You devote a chapter to the way perfectionism plagues affluent mothers. What about our society makes it so hard for mothers to admit their vulnerability, and what is some advice you can give them about developing their own senses of self?
I think it goes back to the culture of affluence. Amassing wealth is an extremely time-consuming, extremely difficult process. It takes a very long time, and one does have to be competitive. For many, it’s hard to grasp the notion that they can be vulnerable and still be successful. My advice again is that kids should be loved for who they are, not what they do. But the biggest piece of advice is: make sure you’re okay. In the book I say: "Happiness is an inside job." You cannot fake it.
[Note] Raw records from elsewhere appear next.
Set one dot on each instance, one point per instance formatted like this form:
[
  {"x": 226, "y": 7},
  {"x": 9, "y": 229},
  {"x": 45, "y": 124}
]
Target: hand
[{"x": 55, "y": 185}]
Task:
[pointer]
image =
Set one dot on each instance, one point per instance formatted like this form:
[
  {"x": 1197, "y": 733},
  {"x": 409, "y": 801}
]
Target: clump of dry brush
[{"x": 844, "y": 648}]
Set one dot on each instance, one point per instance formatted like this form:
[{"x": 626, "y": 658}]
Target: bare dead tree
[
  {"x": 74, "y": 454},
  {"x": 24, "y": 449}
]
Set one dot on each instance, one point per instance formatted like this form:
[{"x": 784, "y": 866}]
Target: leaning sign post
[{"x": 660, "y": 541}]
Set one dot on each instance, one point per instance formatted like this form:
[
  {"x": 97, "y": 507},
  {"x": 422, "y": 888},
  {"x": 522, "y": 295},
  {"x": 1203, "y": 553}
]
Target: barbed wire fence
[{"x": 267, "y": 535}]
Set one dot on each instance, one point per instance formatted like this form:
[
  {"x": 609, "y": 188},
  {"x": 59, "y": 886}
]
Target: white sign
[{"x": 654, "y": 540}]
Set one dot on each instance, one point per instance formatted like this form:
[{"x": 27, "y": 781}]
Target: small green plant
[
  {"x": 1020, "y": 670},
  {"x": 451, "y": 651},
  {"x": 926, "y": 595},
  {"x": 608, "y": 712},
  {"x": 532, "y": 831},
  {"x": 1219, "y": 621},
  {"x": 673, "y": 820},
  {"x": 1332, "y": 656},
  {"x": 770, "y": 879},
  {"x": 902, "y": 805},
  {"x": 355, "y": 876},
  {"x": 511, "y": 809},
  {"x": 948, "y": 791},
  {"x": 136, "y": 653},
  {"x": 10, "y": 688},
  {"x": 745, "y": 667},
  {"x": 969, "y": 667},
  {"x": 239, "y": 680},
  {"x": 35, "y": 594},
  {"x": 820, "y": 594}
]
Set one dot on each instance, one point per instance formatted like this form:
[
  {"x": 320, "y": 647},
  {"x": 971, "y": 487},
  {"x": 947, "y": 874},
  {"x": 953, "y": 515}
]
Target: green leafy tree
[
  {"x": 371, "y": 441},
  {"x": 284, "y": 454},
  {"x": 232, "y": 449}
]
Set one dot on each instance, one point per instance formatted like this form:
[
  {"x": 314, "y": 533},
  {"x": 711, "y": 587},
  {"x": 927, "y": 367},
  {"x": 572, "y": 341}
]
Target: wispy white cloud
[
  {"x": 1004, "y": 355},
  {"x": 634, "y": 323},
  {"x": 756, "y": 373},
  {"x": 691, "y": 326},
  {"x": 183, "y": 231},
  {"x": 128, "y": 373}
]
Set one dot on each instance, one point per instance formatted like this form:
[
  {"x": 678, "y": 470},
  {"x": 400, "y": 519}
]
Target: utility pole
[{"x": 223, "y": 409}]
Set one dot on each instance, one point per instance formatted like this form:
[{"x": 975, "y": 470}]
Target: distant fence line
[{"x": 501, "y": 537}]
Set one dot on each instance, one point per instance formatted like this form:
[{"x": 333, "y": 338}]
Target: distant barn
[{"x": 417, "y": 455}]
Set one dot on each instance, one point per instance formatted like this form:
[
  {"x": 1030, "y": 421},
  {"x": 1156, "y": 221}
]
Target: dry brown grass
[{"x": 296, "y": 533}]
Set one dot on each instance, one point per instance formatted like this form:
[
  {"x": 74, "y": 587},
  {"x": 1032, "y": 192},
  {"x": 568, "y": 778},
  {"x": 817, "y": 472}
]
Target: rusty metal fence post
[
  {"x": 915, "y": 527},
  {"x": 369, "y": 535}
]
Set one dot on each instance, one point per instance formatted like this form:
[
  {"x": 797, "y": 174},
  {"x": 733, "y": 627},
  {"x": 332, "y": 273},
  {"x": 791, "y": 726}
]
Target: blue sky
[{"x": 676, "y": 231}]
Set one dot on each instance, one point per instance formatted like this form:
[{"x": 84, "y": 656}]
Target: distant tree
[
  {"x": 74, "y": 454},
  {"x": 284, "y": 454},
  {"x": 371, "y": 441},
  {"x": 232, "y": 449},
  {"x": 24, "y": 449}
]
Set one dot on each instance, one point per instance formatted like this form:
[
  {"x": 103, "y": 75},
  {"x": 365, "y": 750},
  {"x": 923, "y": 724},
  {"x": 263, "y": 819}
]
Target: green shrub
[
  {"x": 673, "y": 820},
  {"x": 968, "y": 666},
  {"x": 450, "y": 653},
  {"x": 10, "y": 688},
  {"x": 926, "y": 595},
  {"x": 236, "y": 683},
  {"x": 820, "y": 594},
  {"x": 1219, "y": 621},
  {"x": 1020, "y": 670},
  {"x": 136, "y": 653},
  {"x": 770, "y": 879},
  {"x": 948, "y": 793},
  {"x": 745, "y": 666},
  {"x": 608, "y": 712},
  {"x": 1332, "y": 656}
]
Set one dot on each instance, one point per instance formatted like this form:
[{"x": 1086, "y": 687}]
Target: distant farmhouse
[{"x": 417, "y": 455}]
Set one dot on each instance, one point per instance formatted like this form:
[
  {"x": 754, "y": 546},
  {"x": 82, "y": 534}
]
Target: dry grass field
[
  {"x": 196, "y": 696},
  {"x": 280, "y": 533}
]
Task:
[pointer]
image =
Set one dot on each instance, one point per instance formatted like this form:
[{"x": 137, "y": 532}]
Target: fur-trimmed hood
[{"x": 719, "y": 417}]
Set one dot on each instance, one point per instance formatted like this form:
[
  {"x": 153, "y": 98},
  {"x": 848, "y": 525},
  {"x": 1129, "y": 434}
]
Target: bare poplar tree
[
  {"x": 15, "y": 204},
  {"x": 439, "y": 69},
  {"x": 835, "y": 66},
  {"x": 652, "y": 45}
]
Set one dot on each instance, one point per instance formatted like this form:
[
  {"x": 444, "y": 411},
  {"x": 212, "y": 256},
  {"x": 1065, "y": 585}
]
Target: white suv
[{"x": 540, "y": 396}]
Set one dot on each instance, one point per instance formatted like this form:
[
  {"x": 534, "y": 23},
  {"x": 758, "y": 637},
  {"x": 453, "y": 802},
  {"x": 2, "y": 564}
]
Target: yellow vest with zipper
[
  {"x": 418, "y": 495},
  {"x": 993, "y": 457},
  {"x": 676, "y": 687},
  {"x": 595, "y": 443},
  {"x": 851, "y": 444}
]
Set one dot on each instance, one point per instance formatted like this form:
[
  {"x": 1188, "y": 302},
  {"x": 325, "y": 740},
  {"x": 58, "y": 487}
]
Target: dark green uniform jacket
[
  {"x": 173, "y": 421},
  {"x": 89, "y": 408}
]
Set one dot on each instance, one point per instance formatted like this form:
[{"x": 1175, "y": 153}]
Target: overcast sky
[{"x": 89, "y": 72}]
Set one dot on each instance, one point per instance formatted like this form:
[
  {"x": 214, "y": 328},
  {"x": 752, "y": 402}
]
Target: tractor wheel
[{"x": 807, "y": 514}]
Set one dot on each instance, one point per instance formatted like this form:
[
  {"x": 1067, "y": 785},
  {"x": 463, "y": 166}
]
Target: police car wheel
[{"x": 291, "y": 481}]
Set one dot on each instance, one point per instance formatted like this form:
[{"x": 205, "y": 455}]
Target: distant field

I mention the story about how when the flight attendant is going through emergency procedures she says, "put your own mask on first." The reality is that if you’re not a happy mother, you're not going to turn out a happy kid.
Although you focus on moms, what are some steps fathers can take to help kids develop healthy identities and independence?
Research shows that an involved dad in adolescence results in kids with better social skills and better grades. Moms are made unhappy by problems in marriage. Being able to nurture their wives, being able to take time to be part of their wives’ lives in addition to their children’s lives is important for a father to do. But I think that dads have a really hard time because they have the pressure of maintaining the lifestyle. Plus there’s all this advice about, "You ought to hang around more, you ought to have an inviting, welcoming presence" when dad's coming home at 11 o’clock and can’t see straight. Everything we know tells us there is a zero correlation between money and happiness. You have to think about whether that extra thousand or ten thousand or hundred thousand dollars is worth it. Because what your kids need is not stuff or money. What your kids need is you.